Ainda bem, diga-se de passagem. Por mais que sempre haja um certo glamour em se viajar para o exterior, em especial para paises como a Inglaterra, a verdade é que Liverpool pouco tem a oferecer, principalmente pra quem retorna.
A cidade, a princípio, parece ser muito maior do que realmente é. O mito que paira sobre a região é enorme, mas a realidade em pouco condiz com o imaginado. O fato de Liverpool ter sido berço de uma das maiores bandas da historia, e por ser casa e dar nome a um dos mais famosos times de futebol do planeta, faz com que Liverpool pareça uma metrópole.
Nem perto disso.
Liverpool é uma cidade mediana, como tantas outras na Inglaterra. Hoje é praticamente um subúrbio de Manchester. Sua população esta próxima de 400 mil habitantes. Em um passado distante e glorioso, foi uma cidade que teve uma importância muito grande durante a Revolução Industrial, devido a sua grande área litorânea que foi quase que inteiramente preenchida pelo porto. Estrategicamente, Liverpool servia muito bem ao comércio da Inglaterra com os Estados Unidos, e também como escoamento da produção industrial de Manchester. Por conta disso, desenvolveu um certo parque industrial voltado principalmente para os serviços marítimos.
Com o crescimento de Londres, com o desenvolvimento de novas tecnologias e com a decadência do império britânico, Liverpool foi perdendo sua importância. Desde o começo do século XX, a cidade amarga uma intensa recessão. Em uma pesquisa de 1998, foi considerada a pior cidade para se morar na Inglaterra, principalmente por causa da sua alta taxa de desemprego, violência e degradação. Hoje é uma cidade deprimida.
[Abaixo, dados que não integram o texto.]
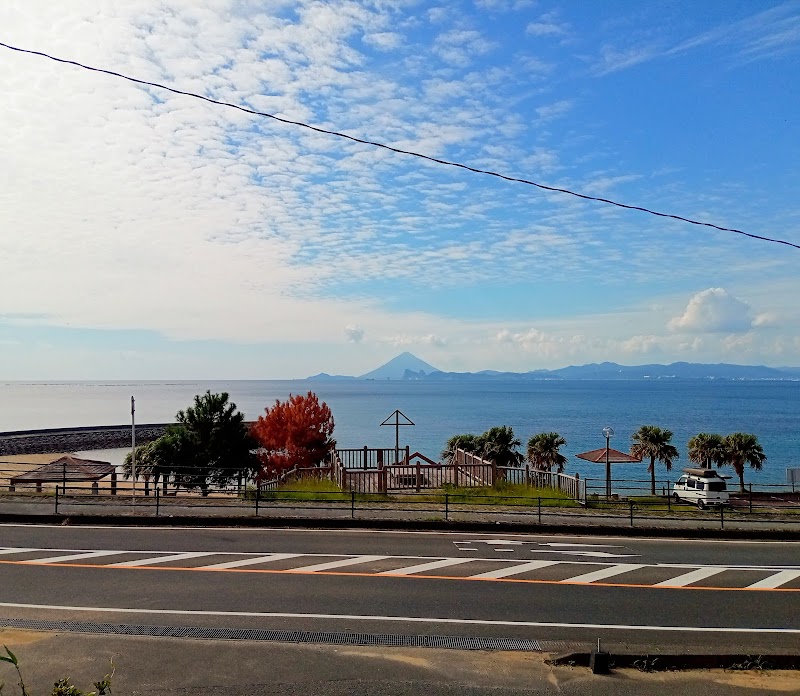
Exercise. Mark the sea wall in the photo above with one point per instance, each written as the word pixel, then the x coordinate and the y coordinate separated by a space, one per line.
pixel 76 439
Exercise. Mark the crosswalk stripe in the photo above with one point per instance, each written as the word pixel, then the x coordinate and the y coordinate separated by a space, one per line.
pixel 516 570
pixel 161 559
pixel 337 564
pixel 690 577
pixel 253 560
pixel 776 580
pixel 75 557
pixel 604 573
pixel 422 567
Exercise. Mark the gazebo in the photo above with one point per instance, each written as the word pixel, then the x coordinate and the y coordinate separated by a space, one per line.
pixel 65 470
pixel 608 456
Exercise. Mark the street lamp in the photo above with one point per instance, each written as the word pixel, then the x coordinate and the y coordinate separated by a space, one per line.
pixel 608 432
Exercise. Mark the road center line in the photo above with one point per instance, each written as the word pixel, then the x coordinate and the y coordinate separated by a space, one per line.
pixel 400 619
pixel 161 559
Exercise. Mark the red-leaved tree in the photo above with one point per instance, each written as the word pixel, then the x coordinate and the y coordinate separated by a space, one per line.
pixel 295 432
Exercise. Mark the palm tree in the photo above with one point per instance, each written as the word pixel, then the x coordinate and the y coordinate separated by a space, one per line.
pixel 651 441
pixel 500 446
pixel 706 449
pixel 543 451
pixel 741 448
pixel 467 442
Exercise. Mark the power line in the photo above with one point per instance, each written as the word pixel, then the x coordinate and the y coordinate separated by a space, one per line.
pixel 411 153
O futuro, porém, traz esperanças. Em 2008 será a capital européia da cultura. Por conta disso, obras de revitalização estão sendo realizadas por toda a cidade. Ruas e parques estão sendo reformados, e novos prédios e complexos comerciais estão sendo construídos. Entretanto, paira a incerteza sobre a eficácia das reformas. Há uma suspeita de que elas amenizem temporariamente a situação atual, mas que em alguns anos tudo pode voltar a ser como é hoje.
O clima também não ajuda em nada. Chove quase todo dia, e a media de temperatura não ultrapassa 20ºC durante o ano. Durante o inverno, faz frio, mas não tanto para que se tenha neve, ou seja, o inverno tem frio e chuva, alem de pouco mais de seis horas de sol por dia.
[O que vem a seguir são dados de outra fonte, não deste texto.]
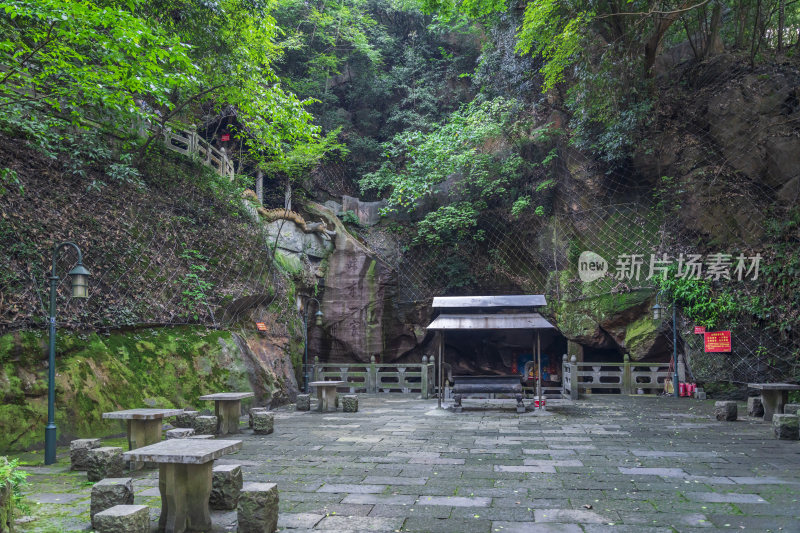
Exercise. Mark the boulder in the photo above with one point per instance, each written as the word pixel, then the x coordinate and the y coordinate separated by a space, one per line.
pixel 350 403
pixel 123 519
pixel 786 427
pixel 263 423
pixel 79 451
pixel 256 409
pixel 258 508
pixel 226 486
pixel 185 419
pixel 205 425
pixel 754 407
pixel 104 462
pixel 109 492
pixel 726 410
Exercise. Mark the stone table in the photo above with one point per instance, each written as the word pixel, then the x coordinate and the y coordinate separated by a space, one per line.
pixel 228 408
pixel 326 393
pixel 184 479
pixel 144 425
pixel 773 396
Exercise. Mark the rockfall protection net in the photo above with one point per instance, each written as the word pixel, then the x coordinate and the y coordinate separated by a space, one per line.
pixel 169 256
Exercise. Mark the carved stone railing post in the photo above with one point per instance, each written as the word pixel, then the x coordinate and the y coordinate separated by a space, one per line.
pixel 627 386
pixel 423 370
pixel 401 380
pixel 372 376
pixel 573 382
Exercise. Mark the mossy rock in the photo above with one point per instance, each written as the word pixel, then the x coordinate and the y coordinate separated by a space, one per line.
pixel 96 373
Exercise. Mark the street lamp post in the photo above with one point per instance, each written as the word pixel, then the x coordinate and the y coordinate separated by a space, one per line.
pixel 658 314
pixel 80 289
pixel 317 321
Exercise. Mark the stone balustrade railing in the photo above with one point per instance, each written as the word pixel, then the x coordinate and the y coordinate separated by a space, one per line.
pixel 614 378
pixel 189 143
pixel 375 377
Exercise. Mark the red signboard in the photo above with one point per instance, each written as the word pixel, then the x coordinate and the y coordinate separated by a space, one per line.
pixel 718 341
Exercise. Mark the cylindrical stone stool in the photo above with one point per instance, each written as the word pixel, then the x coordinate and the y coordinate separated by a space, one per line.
pixel 791 409
pixel 263 422
pixel 303 402
pixel 727 411
pixel 350 403
pixel 754 407
pixel 786 427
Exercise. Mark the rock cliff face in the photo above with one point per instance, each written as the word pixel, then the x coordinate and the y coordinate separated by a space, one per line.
pixel 361 315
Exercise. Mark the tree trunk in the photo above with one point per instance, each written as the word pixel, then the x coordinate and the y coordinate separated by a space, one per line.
pixel 713 43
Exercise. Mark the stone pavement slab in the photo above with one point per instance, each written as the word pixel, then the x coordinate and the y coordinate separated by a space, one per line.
pixel 603 464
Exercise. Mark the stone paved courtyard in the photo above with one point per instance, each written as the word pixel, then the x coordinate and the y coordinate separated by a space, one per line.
pixel 615 464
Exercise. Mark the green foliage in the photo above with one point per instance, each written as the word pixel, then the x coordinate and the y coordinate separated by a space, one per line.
pixel 418 161
pixel 10 473
pixel 697 300
pixel 610 106
pixel 520 205
pixel 71 55
pixel 448 224
pixel 350 217
pixel 195 288
pixel 9 178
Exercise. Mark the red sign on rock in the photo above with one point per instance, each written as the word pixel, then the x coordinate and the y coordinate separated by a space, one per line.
pixel 718 341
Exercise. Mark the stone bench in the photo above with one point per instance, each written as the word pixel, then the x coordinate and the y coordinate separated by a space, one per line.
pixel 180 433
pixel 104 462
pixel 205 425
pixel 109 492
pixel 350 403
pixel 79 451
pixel 727 411
pixel 185 419
pixel 303 402
pixel 123 519
pixel 226 486
pixel 786 427
pixel 263 422
pixel 258 508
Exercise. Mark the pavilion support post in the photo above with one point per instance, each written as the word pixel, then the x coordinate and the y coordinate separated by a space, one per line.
pixel 441 380
pixel 539 364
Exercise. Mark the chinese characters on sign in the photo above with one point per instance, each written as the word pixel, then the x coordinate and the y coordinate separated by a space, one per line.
pixel 717 341
pixel 691 266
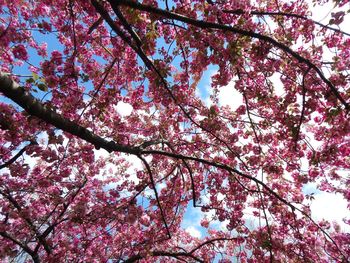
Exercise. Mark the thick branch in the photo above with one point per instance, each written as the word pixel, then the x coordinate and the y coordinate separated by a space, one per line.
pixel 16 93
pixel 31 105
pixel 235 30
pixel 16 156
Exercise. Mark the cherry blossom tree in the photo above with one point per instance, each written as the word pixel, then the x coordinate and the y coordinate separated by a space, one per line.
pixel 106 142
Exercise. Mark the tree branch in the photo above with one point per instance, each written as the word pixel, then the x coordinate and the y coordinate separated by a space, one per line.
pixel 235 30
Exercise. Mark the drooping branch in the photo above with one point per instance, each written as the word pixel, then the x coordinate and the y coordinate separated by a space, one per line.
pixel 31 105
pixel 17 155
pixel 265 13
pixel 27 249
pixel 23 98
pixel 210 25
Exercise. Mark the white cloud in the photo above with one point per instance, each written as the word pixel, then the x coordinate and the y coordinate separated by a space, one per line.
pixel 124 109
pixel 229 96
pixel 331 207
pixel 193 231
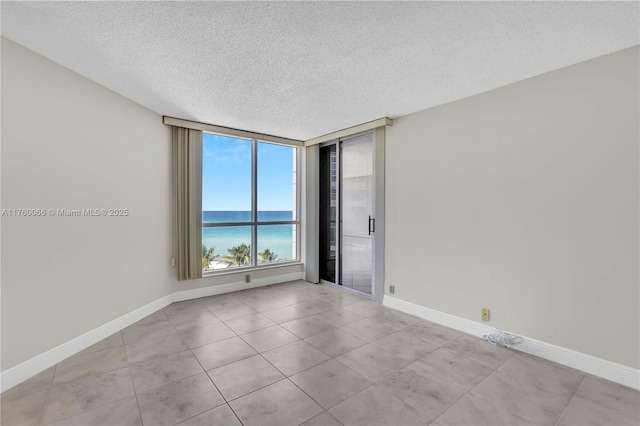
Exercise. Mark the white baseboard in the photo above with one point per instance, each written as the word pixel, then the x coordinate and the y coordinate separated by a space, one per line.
pixel 23 371
pixel 612 371
pixel 196 293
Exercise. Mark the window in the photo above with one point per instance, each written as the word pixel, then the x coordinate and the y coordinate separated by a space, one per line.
pixel 249 203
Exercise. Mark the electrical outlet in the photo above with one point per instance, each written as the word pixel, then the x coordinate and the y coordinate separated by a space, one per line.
pixel 485 314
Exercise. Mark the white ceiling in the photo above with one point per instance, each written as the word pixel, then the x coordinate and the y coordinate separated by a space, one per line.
pixel 304 69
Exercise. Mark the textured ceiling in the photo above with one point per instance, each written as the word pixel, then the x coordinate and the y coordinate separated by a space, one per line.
pixel 304 69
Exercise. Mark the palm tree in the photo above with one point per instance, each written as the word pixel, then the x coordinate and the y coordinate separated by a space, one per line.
pixel 239 255
pixel 207 256
pixel 267 256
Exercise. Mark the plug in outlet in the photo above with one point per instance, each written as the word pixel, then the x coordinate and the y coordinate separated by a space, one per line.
pixel 485 314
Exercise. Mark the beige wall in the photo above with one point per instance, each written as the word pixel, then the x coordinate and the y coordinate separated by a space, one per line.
pixel 525 200
pixel 70 143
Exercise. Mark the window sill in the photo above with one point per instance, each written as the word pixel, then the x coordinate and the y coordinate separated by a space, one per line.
pixel 220 272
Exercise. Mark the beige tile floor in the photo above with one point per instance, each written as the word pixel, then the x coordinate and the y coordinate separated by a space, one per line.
pixel 297 353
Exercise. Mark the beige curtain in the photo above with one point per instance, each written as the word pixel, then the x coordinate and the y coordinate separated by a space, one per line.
pixel 187 205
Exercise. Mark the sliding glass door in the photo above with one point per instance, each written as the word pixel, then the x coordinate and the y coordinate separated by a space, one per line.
pixel 347 222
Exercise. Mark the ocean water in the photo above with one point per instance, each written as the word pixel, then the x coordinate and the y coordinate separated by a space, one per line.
pixel 277 238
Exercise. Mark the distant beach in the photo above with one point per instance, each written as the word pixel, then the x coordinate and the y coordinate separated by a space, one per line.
pixel 277 238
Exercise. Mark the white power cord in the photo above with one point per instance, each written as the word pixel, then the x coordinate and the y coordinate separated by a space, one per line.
pixel 502 338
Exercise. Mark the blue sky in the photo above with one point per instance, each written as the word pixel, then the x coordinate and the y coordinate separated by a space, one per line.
pixel 226 174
Não por acaso, os poucos espaços sociais disponíveis são muito valorizados, em especial os pubs, que são uma mistura de bar com hotel, e que servem como um grande centro agregado das comunidades locais.
É dentro desse cenário que cresce o futebol, que serve como uma espécie de escape pra boa parte das mazelas geográficas, econômicas e sociais. Não à toa os clubes são tão valorizados e os torcedores tão identificados com o time. Alguém certa vez disse que em Liverpool, “as mulheres são feias, a comida é ruim e o clima é horrível. Graças a Deus existe futebol”.
Dessa forma, clubes oferecem mais a comunidade do que meramente o jogo do futebol. Pelo contrario, clubes são efetivamente parte da comunidade. Alguns dizem que a comercialização recente afastou os clubes de seus torcedores, e que hoje o papel comercial e o papel social são conflitantes. Outros argumentam que, na verdade, a melhora estrutural dos clubes permitiu que eles passassem a oferecer mais a comunidade agora do que antes. O comercial de fato ajudou o social.
Seja lá qual for o seu ponto de vista, e fato que a relação dos torcedores com os clubes na Inglaterra, e seus diversos significados, diferem muito daquela dos torcedores com os clubes no Brasil. Ou na Alemanha. Ou na China. Ou na Argentina. Ou na Guatemala.
E é justamente por isso um dos fatores pelo qual não se deve levar o exemplo do futebol inglês muito a risca quando se pensa no futebol brasileiro. Ou qualquer outro exemplo do mundo.
Não é que o futebol inglês seja melhor que o brasileiro.
E também não é que ele seja pior.
Não é uma questão de juízo de valor.